The renowned architect asked if there were any questions. I raised my hand and asked if he could maybe finish

Gerda BleesAugust 5, 202210:30

In Balgoij we sleep in an authentic Ikea bed with curled bars and large round buttons on every corner. The large sloping wooden beams above us are not made by Ikea. I lie in the middle between my lover and my child. My child snores relatively quickly, with a frequency of about a second per snore, my loved one snores much more slowly.

Whenever my child is sleeping next to me, I count his breaths. I don’t do this on purpose, it comes naturally. At one point I notice that I am counting: twenty-two, twenty-three.

Look here, I think. That would be a good text for a very large facade painting. And then in the place of the I and the E of ‘here’ again the text ‘look here’. The I then consists of the letters of ‘look here’ and the E of the letters of ‘here’, but there the I and the E are again replaced by the text ‘look here’, and so on, until it is so small that you can’t read it anymore. It’s just a pity that the E has three legs, while ‘here’ consists of four letters. But we’ll figure that out.

‘If the concept gets in the way of user-friendliness, then you’re doing it wrong’, I once heard a renowned architect say. I was 25 years old, and I had been seated at the front of the class, not because I wanted to hear the renowned architect speak, but because I had to be in place in ten minutes to explain to a group of Facebook and engineering students how to write a scientific article. writes.
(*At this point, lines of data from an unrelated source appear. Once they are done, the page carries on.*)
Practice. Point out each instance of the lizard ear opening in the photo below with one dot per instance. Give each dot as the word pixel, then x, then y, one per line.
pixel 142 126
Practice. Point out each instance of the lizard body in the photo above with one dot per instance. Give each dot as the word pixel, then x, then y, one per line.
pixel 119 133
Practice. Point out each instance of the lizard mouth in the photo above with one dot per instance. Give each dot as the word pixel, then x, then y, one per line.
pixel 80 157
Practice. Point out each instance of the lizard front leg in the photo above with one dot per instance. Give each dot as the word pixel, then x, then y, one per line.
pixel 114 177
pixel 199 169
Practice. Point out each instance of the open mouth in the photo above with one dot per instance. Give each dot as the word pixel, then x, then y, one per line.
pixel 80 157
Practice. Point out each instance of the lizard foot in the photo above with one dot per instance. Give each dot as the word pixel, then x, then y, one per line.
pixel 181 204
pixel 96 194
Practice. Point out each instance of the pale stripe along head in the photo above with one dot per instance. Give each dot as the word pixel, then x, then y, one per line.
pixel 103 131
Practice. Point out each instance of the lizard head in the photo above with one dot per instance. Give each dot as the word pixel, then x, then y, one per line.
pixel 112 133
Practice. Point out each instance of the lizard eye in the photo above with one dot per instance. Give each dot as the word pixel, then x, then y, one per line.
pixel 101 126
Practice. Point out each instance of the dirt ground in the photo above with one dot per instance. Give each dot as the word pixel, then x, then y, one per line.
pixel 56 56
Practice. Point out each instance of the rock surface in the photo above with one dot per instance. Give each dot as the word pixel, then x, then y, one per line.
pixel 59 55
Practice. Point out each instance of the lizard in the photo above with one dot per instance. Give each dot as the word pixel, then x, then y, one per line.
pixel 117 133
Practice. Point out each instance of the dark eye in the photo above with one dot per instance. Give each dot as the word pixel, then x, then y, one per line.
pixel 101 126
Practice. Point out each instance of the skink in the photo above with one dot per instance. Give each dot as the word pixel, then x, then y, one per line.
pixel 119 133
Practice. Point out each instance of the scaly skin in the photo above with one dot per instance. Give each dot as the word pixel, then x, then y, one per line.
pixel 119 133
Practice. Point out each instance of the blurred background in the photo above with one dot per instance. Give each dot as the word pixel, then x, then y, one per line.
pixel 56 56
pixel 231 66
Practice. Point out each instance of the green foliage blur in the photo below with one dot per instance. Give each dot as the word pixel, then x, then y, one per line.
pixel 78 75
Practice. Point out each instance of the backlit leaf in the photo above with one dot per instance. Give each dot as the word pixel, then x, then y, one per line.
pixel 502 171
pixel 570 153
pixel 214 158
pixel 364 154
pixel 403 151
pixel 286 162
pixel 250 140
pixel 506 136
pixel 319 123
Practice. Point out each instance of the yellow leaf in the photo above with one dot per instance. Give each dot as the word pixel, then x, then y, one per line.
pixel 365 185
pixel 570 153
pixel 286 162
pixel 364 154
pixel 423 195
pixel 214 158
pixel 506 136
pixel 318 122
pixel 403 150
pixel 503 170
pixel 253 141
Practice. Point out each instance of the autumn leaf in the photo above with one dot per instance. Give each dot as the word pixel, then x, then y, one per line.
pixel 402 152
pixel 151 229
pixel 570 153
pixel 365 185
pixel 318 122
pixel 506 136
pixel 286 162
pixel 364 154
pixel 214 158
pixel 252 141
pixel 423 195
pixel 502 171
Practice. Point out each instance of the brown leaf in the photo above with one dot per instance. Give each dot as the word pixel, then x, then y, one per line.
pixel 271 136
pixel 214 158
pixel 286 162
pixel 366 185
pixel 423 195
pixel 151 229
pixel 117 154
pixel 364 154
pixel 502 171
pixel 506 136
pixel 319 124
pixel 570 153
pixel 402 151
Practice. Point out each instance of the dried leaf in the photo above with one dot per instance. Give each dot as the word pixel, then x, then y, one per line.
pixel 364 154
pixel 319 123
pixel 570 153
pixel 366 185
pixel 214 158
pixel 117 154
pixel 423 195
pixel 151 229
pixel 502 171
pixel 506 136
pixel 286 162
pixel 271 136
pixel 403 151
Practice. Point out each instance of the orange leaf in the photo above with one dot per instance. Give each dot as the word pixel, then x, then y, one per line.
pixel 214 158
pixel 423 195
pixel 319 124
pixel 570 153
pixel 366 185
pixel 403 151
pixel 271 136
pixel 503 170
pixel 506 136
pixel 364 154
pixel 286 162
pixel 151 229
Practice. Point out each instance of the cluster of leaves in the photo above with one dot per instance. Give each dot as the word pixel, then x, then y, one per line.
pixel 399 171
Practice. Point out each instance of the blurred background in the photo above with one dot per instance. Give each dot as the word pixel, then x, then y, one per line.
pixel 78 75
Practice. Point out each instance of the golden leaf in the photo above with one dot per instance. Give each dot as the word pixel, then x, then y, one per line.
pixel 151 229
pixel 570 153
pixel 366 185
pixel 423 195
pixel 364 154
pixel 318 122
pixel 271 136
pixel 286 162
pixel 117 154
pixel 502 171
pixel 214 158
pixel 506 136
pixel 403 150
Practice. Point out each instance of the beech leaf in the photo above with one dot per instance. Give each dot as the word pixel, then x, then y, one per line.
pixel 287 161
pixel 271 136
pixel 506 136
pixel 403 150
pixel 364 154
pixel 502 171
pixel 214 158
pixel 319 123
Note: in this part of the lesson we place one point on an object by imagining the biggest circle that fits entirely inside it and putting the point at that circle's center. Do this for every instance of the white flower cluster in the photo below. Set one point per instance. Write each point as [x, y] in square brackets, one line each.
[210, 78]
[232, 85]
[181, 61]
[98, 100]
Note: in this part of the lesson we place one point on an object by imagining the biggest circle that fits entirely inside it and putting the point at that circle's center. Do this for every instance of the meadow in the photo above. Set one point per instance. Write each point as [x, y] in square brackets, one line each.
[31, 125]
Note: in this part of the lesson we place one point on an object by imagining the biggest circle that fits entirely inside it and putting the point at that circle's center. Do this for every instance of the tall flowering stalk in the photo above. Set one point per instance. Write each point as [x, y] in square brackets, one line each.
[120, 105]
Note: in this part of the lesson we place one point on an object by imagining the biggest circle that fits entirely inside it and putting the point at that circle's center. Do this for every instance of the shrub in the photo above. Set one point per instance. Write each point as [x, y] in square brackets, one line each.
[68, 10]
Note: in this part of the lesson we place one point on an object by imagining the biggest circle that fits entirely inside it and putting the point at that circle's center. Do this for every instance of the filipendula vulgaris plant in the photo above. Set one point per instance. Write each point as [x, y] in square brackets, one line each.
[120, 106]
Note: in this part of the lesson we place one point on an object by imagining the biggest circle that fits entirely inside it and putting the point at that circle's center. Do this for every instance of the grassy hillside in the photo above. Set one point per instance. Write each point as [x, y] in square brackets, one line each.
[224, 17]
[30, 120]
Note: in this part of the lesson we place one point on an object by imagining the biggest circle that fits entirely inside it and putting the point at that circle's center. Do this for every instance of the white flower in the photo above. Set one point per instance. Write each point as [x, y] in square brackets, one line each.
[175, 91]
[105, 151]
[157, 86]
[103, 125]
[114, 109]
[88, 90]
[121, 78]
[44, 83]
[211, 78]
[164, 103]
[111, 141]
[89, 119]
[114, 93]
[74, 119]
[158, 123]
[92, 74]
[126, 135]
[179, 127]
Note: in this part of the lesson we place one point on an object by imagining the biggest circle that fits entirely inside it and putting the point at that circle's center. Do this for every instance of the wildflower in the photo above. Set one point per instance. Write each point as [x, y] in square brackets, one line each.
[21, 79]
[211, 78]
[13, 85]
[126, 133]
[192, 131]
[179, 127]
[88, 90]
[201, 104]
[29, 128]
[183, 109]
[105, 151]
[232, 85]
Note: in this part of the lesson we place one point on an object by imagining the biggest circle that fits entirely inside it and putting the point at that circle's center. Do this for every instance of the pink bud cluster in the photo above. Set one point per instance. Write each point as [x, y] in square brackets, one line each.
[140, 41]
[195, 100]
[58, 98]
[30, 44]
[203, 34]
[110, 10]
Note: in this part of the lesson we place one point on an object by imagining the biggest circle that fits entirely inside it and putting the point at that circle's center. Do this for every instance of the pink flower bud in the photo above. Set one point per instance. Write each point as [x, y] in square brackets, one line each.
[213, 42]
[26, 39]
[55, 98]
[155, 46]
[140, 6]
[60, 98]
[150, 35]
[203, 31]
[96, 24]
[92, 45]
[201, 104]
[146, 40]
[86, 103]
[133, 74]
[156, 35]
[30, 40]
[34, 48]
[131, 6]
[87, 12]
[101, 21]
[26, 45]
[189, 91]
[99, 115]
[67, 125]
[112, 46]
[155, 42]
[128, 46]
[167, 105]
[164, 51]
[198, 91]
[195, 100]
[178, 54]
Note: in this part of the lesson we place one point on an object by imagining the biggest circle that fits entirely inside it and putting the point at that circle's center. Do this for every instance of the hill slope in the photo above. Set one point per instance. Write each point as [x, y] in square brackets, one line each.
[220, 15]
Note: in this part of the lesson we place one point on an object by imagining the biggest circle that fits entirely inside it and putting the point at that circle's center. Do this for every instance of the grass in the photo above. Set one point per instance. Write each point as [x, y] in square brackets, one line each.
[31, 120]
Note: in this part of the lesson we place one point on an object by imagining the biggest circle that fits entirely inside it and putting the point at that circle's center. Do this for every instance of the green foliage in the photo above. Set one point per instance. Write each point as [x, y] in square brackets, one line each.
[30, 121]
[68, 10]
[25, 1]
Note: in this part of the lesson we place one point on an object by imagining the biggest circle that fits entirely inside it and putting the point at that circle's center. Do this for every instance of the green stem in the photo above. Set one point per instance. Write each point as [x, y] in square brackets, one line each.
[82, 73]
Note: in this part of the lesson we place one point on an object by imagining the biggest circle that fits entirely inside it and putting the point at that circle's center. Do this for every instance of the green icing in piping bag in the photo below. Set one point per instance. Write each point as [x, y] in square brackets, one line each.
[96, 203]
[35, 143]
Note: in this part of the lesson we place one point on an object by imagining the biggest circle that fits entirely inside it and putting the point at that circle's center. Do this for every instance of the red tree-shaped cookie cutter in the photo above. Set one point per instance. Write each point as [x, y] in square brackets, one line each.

The renowned architect showed pictures of seating pits, a concept he devised in the 1970s. When I was in seventh grade, we had a big sitting area in my high school auditorium. At the end of the break, the pit was full of uneaten sandwiches. When you were on duty, you had to sweep all those sandwiches together with a big broom and throw them in the trash, breathing through your mouth so as not to smell the sickly smell of butter and luncheon meat.

Minutes before my lecture was due to begin, the renowned architect asked if there were any questions. I raised my hand and asked if he might be able to finish, because my lecture started in a few minutes.

The renowned architect turned red. “Are you asking me to stop my lecture now?”

Confusion in the room. A high-testosterone student ran up to me angrily to whisper the architect’s name to me and ask how I managed to address him like that.

Later, when the misunderstanding was cleared up, the architect apologized. He had mistaken me for a student. I said it wasn’t a big deal, that I learned a lot from his lecture.